Chloe sostuvo el vestido frente a ella y lo miró. Era decente. Ordenado. Completamente olvidable. El tipo de vestido que decía esto ya está siendo manejado sin decir nada sobre la persona que lo llevaba. Casi se rió. Ese era su vestido de boda. Así era como pensaban que merecía casarse.
Lo dejó sobre la cama y se sentó a su lado.

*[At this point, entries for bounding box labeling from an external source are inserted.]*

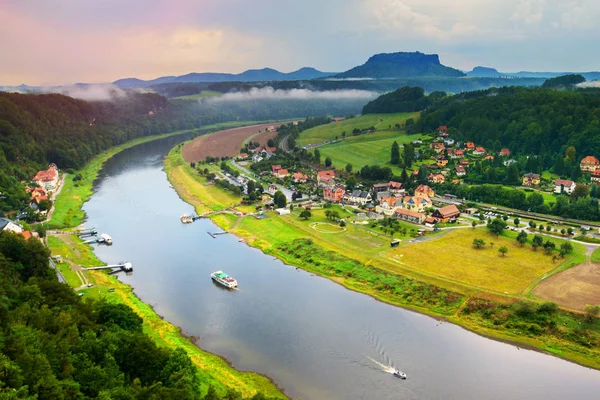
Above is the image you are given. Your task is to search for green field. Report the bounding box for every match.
[296,113,419,146]
[171,90,223,100]
[319,131,426,174]
[388,228,585,294]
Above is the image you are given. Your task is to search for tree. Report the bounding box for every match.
[300,209,312,221]
[404,143,415,168]
[570,183,590,202]
[346,175,357,190]
[529,221,535,229]
[506,163,521,185]
[473,238,485,249]
[560,242,573,257]
[273,190,287,208]
[565,146,577,164]
[531,235,544,251]
[390,141,400,165]
[585,304,600,322]
[517,231,527,247]
[487,218,506,237]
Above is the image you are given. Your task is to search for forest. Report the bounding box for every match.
[0,232,272,400]
[415,87,600,159]
[0,92,364,216]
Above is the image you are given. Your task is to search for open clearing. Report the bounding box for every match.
[296,113,419,146]
[386,228,582,294]
[533,262,600,311]
[182,122,284,163]
[171,90,223,100]
[309,222,346,233]
[319,131,424,174]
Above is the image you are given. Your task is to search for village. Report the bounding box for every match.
[203,122,600,232]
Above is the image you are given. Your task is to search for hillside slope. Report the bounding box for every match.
[335,52,465,78]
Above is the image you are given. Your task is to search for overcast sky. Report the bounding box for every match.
[0,0,600,85]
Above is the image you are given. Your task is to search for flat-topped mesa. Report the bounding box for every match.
[335,51,465,79]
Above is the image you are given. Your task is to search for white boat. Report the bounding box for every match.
[100,233,112,245]
[210,271,237,289]
[392,369,406,379]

Su teléfono había desaparecido. Se lo habían quitado esa noche, después del intento de huida, y nadie lo había devuelto. Sabía que Zoe ya habría llamado. Probablemente más de una vez. Zoe era la única persona en su vida que habría notado el silencio y se habría preocupado de verdad, no porque la ausencia de Chloe fuera inconveniente, sino porque realmente le importaba. Pensar en Zoe llamando a un teléfono guardado en un cajón en algún lugar de abajo, sonando en vacío, le apretó el pecho de una forma silenciosa.

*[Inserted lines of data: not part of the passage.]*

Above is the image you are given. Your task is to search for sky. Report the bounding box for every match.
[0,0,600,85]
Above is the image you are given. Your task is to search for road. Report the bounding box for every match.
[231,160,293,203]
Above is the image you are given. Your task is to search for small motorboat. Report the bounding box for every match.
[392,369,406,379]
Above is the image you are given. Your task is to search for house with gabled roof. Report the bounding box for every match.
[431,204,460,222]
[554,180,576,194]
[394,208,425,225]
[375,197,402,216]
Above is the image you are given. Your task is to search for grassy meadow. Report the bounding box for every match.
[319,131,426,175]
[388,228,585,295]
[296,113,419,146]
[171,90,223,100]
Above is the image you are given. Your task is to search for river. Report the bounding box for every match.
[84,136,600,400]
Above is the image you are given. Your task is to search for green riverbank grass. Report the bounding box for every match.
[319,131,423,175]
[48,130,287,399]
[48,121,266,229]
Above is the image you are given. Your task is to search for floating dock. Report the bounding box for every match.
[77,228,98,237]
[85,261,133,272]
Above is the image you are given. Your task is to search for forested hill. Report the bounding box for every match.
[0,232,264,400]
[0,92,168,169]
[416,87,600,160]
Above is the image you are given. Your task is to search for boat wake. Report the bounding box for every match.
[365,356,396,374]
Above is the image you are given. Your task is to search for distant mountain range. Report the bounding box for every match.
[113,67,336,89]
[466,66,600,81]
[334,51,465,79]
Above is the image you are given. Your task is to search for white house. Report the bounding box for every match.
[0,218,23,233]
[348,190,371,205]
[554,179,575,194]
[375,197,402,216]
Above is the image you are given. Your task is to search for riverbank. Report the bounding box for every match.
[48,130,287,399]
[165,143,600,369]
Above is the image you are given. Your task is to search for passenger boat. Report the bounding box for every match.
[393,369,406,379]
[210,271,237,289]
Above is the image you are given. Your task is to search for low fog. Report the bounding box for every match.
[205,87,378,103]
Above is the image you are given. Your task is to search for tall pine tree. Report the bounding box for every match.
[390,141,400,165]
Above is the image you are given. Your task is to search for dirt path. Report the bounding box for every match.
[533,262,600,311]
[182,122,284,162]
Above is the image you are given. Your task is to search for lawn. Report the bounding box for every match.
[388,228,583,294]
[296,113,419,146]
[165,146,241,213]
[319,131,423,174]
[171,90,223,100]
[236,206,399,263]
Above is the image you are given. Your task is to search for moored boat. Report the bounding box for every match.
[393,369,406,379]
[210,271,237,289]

Se escuchó un golpe en la puerta. Ligero. Casi delicado.
Ella ya sabía quién era antes de que se abriera.
Amelia entró con algo suave y sin esfuerzo, el cabello ya arreglado, con el aspecto exacto de alguien que había dormido bien, había desayunado bien y no llevaba ningún peso encima esa mañana.
“Hoy es el día,” dijo Amelia, mirando brevemente la habitación antes de que sus ojos se fijaran en Chloe.
Chloe no dijo nada.
La mirada de Amelia se movió hacia el vestido sobre la cama. Algo cruzó su expresión. No culpa. Algo más parecido a satisfacción disfrazada de compasión.
“No es tan malo,” dijo Amelia. “Es solo el juzgado. No es como si necesitara ser algo especial.”
Chloe la miró con calma. “¿Necesitas algo?”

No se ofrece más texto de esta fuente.